02/21/2023 03:07:06 PM INFO: SingleM v1.0.0beta5
02/21/2023 03:07:06 PM INFO: Loaded 1 SingleM packages
02/21/2023 03:07:06 PM INFO: Using as input 1 different pairs of sequence files e.g. ../SRR7224128_1.fastq & ../SRR7224128_2.fastq
02/21/2023 03:07:06 PM INFO: Filtering sequence files through DIAMOND blastx
02/21/2023 03:10:50 PM INFO: Finished DIAMOND prefilter phase
02/21/2023 03:10:50 PM INFO: Assigning sequences to SingleM packages with DIAMOND ..

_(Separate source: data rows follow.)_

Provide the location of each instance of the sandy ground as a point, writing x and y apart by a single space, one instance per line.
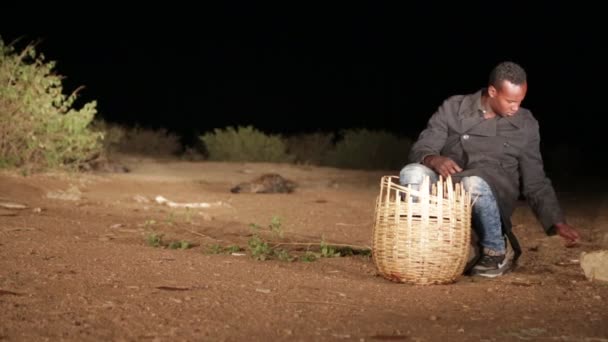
76 263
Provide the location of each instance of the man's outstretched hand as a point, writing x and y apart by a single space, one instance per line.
569 233
442 165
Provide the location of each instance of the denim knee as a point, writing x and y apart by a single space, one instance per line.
414 173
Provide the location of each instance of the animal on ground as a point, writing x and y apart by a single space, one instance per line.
266 184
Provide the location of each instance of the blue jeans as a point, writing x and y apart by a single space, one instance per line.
486 216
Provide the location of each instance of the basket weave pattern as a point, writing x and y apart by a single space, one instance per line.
421 237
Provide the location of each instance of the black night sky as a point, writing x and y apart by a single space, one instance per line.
303 67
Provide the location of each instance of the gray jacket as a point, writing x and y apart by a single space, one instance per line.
504 151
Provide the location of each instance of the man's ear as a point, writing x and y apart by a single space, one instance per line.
492 92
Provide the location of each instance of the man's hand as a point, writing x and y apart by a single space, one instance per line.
442 165
569 233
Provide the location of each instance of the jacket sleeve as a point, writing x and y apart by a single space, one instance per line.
537 188
433 137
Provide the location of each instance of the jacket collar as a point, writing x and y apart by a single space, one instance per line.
471 112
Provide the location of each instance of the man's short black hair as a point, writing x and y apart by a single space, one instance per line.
507 71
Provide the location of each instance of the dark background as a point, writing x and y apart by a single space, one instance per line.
302 67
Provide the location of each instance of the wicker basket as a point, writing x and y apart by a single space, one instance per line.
421 237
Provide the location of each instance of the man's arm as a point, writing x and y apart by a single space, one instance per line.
539 191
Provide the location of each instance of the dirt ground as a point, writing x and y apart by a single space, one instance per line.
75 264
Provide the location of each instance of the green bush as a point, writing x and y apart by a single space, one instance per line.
138 140
310 148
40 129
371 150
245 144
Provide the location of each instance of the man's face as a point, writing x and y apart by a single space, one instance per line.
506 99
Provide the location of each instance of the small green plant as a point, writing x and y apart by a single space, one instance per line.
170 220
245 144
179 244
328 251
215 249
308 257
310 148
365 149
219 249
149 223
260 250
275 227
40 127
154 239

02/21/2023 03:10:54 PM INFO: Running taxonomic assignment ..
02/21/2023 03:10:54 PM INFO: Assigning taxonomy by singlem query ..

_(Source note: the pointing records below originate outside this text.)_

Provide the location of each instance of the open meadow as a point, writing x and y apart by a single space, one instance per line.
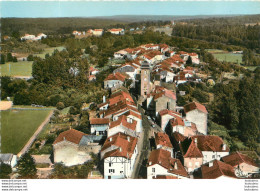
17 126
21 68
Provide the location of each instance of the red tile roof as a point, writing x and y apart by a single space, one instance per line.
116 76
163 139
194 105
178 137
169 112
177 121
71 135
99 121
217 170
237 158
204 143
163 158
120 140
123 121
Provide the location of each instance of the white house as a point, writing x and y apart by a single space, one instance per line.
198 114
114 81
73 147
9 159
162 141
124 125
243 165
217 170
119 154
161 163
118 31
99 126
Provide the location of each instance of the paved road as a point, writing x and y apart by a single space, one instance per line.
144 148
30 142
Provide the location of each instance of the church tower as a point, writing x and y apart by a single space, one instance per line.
145 79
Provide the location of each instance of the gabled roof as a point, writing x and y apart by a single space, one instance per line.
124 148
71 135
163 158
116 76
163 139
177 121
237 158
204 143
169 112
122 120
99 121
178 137
218 169
194 105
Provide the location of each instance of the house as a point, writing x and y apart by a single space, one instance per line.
28 37
99 126
242 164
118 31
162 99
73 147
200 149
162 141
160 163
198 114
129 69
217 170
119 154
9 159
114 80
165 116
97 32
124 125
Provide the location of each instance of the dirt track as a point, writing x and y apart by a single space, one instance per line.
36 133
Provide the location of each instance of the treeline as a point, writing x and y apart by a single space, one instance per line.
239 35
236 106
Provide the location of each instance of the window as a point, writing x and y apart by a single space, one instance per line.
111 170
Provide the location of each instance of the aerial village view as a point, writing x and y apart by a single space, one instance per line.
150 97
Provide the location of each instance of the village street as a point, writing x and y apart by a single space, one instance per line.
143 145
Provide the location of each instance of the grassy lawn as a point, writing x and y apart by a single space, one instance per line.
21 68
17 126
229 57
49 51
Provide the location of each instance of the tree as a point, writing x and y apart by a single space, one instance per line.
26 167
30 57
60 105
5 170
9 57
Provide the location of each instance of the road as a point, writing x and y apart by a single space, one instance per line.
143 148
36 133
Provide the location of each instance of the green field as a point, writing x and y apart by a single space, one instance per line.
17 126
49 51
21 68
229 57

Traceback (most recent call last):
  File "/home/houjialin/Software/singlem-main/bin/singlem", line 589, in <module>
    singlem.pipe.SearchPipe().run(
  File "/home/houjialin/Software/singlem-main/bin/../singlem/pipe.py", line 63, in run
    otu_table_object = self.run_to_otu_table(**kwargs)

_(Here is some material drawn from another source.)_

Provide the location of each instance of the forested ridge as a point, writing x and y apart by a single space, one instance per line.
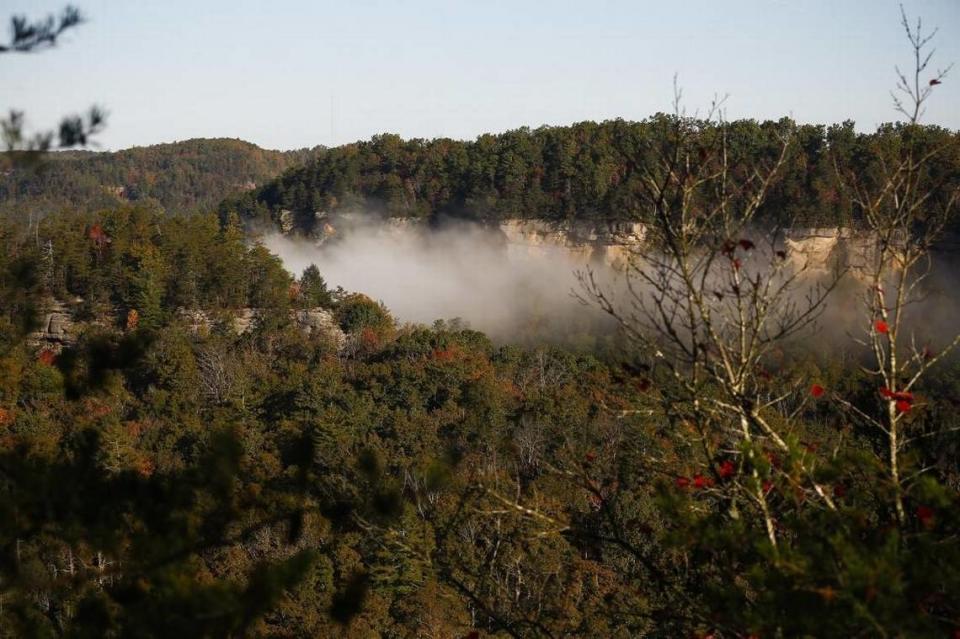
587 172
180 176
164 480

                       ^^^^^^^^^^^^^^^^^^^^^^^^^^^^^^^
  File "/home/houjialin/Software/singlem-main/bin/../singlem/pipe.py", line 421, in run_to_otu_table
    otu_table_object = self.assign_taxonomy_and_process(
                       ^^^^^^^^^^^^^^^^^^^^^^^^^^^^^^^^^
  File "/home/houjialin/Software/singlem-main/bin/../singlem/pipe.py", line 456, in assign_taxonomy_and_process
    assignment_result = self._assign_taxonomy(
                        ^^^^^^^^^^^^^^^^^^^^^^
  File "/home/houjialin/Software/singlem-main/bin/../singlem/pipe.py", line 1173, in _assign_taxonomy
    query_based_assignment_result = PipeTaxonomyAssignerByQuery().assign_taxonomy(
                                    ^^^^^^^^^^^^^^^^^^^^^^^^^^^^^^^^^^^^^^^^^^^^^^
  File "/home/houjialin/Software/singlem-main/bin/../singlem/pipe_taxonomy_assigner_by_query.py", line 63, in assign_taxonomy
    sdb = SequenceDatabase.acquire(assignment_singlem_db)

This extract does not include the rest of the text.